Take for example, the first question I ask of Allen Warner (below), in my interview with him that you can find in my book, Creative Writing Career. Allen’s journey included a screenplay, a short story, and the published graphic novel series. And the screenplay was optioned! This likely would not have been possible if he just sat back and wrote the novel version.
Justin Sloan: Allen, thank you for making time to speak with us about your writing experience, and about your latest film, The Tale of the Seas. You have some great experience with comics and games. How did you get into writing and specifically these projects?
Allen Warner: Thanks Justin. I’ve been writing as long as I can remember, but I got started professionally back in 2000. My longtime friend and collaborator Alé Garza had drawn an awesome image for an idea he had called Ninja Boy. It grabbed the attention of an agent at a comic convention who wanted to know if he’d be interested in pitching it as a cartoon. Alé had some ideas for names and scenes and the basic story, but hadn’t fleshed it all out, so he asked me to come on to help him fully plot it out, and bring it to life. I wrote a pretty detailed synopsis of the world, backstory, characters, plot, etc., and we bounced it back and forth until we were both happy with it. The whole experience of initially showing it to the agent and taking it to different studios is a story in and of itself, but the end result was that it got optioned by Warner Bros. Animation. Alé had previously worked for a comic company called Wildstorm Studios, and we’d always wanted to do it as a comic too, so we pitched it to them. They had me write a short story for an anthology book they had going at the time as a sort of tryout, and when that went well, we got the green light, and they published Ninja Boy as a series.
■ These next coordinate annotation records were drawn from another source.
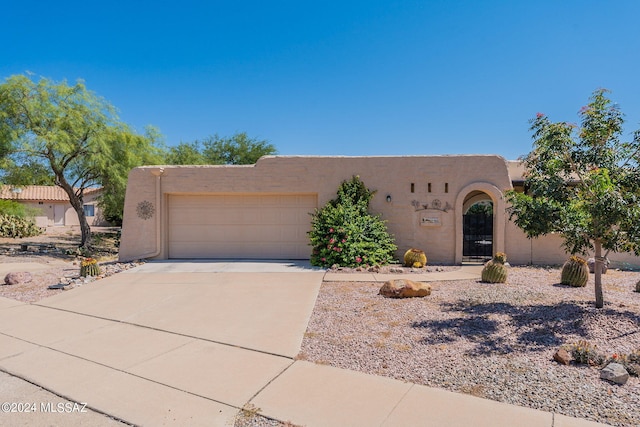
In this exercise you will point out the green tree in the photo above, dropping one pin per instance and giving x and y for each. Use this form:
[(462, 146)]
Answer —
[(238, 149), (68, 128), (20, 172), (583, 183), (343, 232)]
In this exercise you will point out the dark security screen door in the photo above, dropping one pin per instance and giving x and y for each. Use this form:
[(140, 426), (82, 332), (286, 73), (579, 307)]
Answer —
[(478, 237)]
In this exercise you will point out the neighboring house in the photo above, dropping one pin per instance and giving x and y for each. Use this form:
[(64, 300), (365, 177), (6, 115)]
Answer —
[(52, 204), (263, 210)]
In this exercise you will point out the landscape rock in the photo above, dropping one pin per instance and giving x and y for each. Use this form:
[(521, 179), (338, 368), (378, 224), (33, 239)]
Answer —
[(402, 288), (17, 278), (615, 373), (591, 262), (562, 356)]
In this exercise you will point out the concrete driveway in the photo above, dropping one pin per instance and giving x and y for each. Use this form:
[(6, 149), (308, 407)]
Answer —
[(167, 343)]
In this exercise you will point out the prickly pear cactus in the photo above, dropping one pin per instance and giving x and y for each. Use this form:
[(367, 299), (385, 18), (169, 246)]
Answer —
[(415, 258), (495, 271), (575, 272), (89, 267)]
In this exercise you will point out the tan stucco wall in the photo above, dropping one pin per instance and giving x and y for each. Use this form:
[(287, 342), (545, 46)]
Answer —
[(452, 179)]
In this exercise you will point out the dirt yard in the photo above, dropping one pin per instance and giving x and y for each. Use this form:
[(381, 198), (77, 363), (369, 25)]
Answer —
[(52, 258)]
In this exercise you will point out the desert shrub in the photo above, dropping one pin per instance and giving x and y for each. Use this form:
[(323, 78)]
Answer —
[(343, 232), (15, 226)]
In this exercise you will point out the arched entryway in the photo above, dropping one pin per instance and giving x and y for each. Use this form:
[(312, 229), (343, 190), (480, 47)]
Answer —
[(477, 227), (486, 198)]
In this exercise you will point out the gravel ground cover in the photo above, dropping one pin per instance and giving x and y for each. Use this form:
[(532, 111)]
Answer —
[(494, 341)]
That got my foot in the door in comics, but, just as importantly, I met a bunch of really talented artists who worked for the studio, and when they needed help with something on the writing side, they would hit me up, and vice versa. Those connections led to a bunch of cool published and unpublished stories, a lot of good times, and some great friendships.
I didn’t really know anyone working in games, or at least not anyone in a position to help me get a job, but I’ve always been a gamer, and always wanted to write for games, so I just started reaching out to companies however I could. Some recruiters and producers contacted me, but honestly, most of my video game work has come via LinkedIn. I’d connect with people in a position to hire me, and send them a really brief message asking them to get in touch if they were ever looking for a writer. It led to a lot of “Sure. Will Do,” responses, but also led to a lot of interviews, tryouts, and immediate work.
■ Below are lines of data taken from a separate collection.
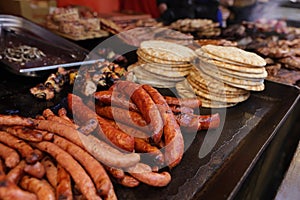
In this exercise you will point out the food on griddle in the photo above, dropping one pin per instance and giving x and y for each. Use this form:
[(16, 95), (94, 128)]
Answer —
[(203, 27), (88, 164), (161, 64), (73, 23), (88, 79), (224, 76), (23, 54)]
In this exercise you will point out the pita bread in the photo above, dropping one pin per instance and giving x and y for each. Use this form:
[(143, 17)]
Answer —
[(167, 51), (234, 54), (205, 58)]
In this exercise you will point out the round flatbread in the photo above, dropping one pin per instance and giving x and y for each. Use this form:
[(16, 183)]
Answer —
[(234, 54), (219, 97), (167, 51), (151, 59), (201, 78)]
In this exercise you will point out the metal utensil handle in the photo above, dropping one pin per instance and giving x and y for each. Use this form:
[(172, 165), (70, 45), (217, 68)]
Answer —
[(42, 68)]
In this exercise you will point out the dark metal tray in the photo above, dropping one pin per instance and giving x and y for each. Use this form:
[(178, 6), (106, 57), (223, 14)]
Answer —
[(16, 31), (245, 132)]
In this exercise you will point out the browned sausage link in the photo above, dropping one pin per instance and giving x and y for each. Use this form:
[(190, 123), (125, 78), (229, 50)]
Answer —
[(41, 188), (198, 122), (90, 164), (116, 99), (142, 146), (117, 173), (14, 120), (129, 130), (121, 115), (128, 181), (59, 129), (89, 126), (10, 156), (51, 170), (108, 155), (63, 188), (15, 174), (186, 102), (9, 190), (115, 136), (181, 109), (24, 133), (174, 144), (36, 170), (22, 147), (78, 174), (2, 168), (49, 115), (143, 173), (146, 106)]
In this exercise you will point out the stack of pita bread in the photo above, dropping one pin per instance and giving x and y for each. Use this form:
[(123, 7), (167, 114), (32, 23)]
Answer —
[(161, 64), (224, 76)]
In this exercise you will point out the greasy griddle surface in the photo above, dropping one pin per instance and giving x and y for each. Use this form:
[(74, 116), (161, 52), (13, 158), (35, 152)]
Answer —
[(252, 118)]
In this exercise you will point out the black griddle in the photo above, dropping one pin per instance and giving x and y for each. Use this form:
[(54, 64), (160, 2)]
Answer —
[(252, 123)]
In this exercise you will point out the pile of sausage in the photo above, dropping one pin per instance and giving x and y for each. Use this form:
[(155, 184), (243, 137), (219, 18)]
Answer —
[(55, 157)]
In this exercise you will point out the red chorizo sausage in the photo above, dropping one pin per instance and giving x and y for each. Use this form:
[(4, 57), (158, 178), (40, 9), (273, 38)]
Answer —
[(115, 136), (146, 106), (174, 144)]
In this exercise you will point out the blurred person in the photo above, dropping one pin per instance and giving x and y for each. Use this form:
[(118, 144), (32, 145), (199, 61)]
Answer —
[(242, 10), (140, 6), (172, 10)]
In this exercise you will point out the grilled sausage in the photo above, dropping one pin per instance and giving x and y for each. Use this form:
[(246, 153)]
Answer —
[(36, 170), (51, 170), (22, 147), (24, 133), (108, 155), (14, 120), (10, 156), (15, 174), (143, 173), (115, 99), (90, 164), (41, 188), (78, 174), (146, 106), (63, 188), (9, 190), (115, 136), (198, 122), (174, 145), (123, 116), (184, 102)]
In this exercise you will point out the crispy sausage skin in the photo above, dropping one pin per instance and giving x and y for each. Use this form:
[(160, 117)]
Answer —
[(22, 147), (41, 188), (121, 115), (10, 156), (174, 144), (63, 188), (9, 190), (91, 165), (24, 133), (198, 122), (36, 170), (184, 102), (143, 173), (115, 136), (78, 174), (15, 120), (51, 170), (115, 99), (145, 104)]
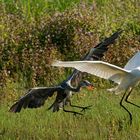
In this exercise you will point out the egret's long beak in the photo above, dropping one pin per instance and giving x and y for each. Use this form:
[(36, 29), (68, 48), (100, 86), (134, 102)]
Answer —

By the way, Allen’s most recent animated film is in the funding stages, so if you want to support an amazing looking film, go support it here.
BACK BY SUNRISE
Likewise, I have several stories that have been expressed as short stories, novels, and screenplays. My novel on Amazon, Back by Sunrise, was a screenplay first. It is on the MovieBytes.com top winners list under Fantasy (number 4, I believe), won a couple of screenplay contests, and placed well in several more (including Page and Austin). Placing in these contests means I am interviewed on several sites about this story and my writing, and it likely helped when the screenplay was recently optioned to be made into a film. Did my writing it as a novel help it get optioned? I don’t know, but I imagine that seeing it on Amazon with the awesome cover certainly gave the screenplay a more realistic feel.
Adapting the screenplay was a fun process, and I recommend everyone experiment with different media. I have another novel (soon to be published), that was a finalist in the San Francisco Writers Conference, and when I adapted it into a screenplay, the screenplay was a finalist in some contests. It is a fun process and a way to increase chances of success. Why not give it a try?